A transformação do departamento jurídico da Claro é um dos cases mais expressivos de gestão de contencioso corporativo no Brasil. Em nove anos, a operadora reduziu sua base ativa de 240 mil para 64 mil processos, cortou custos com indenizações em 75% e evitou mais de 1,3 milhão de novas ações judiciais. O resultado acumulado impressiona: R$ 3,9 bilhões de impacto positivo no resultado da companhia.
Durante apresentação na Fenalaw 2025, Paulo Viveiros, diretor jurídico da Claro, detalhou a estratégia que permitiu essa virada. A receita combina ruptura cultural — reconhecer que passivo judicial não é problema exclusivo do jurídico —, uso intensivo de dados e inteligência artificial, gestão rigorosa de indicadores e, principalmente, a adoção de uma visão financeira como bússola para decisões processuais. O executivo foi direto: "Se eu não tivesse feito a transição de uma visão exclusivamente jurídica para uma visão financeira, eu provavelmente não teria sobrevivido".

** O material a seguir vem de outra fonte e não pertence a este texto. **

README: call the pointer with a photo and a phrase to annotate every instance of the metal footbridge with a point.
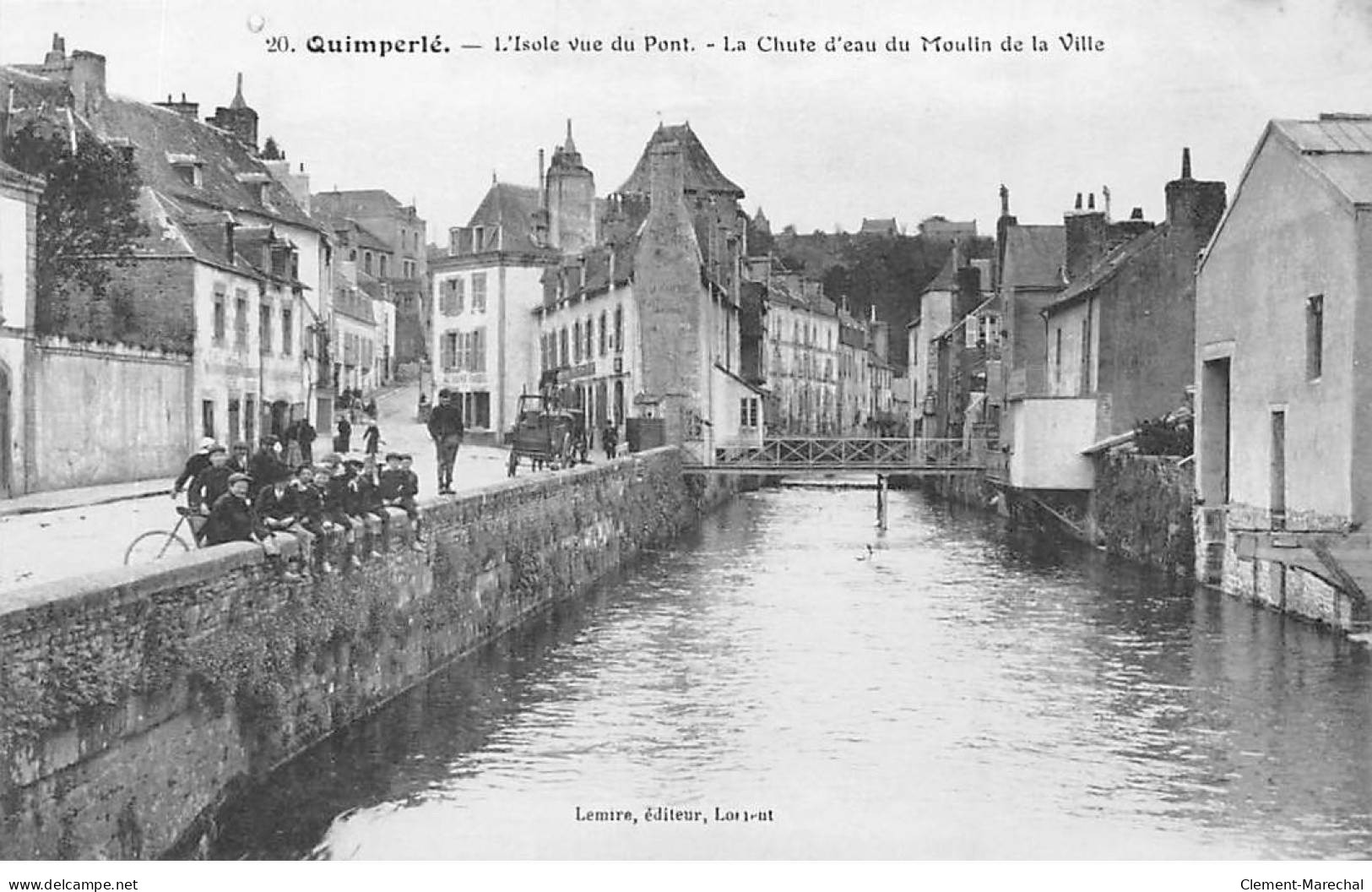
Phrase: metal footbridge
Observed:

Da crise ao case de sucesso: números que impressionam
Em 2016, a Claro desembolsava R$ 63 milhões anuais apenas com indenizações judiciais. Nove anos depois, a projeção para 2025 é encerrar o ano com R$15,4 milhões — uma redução de 75% nos custos. Os números, apresentados por Paulo Viveiros, diretor jurídico da Claro, durante a Fenalaw 2025, revelam uma das transformações mais expressivas no contencioso corporativo brasileiro.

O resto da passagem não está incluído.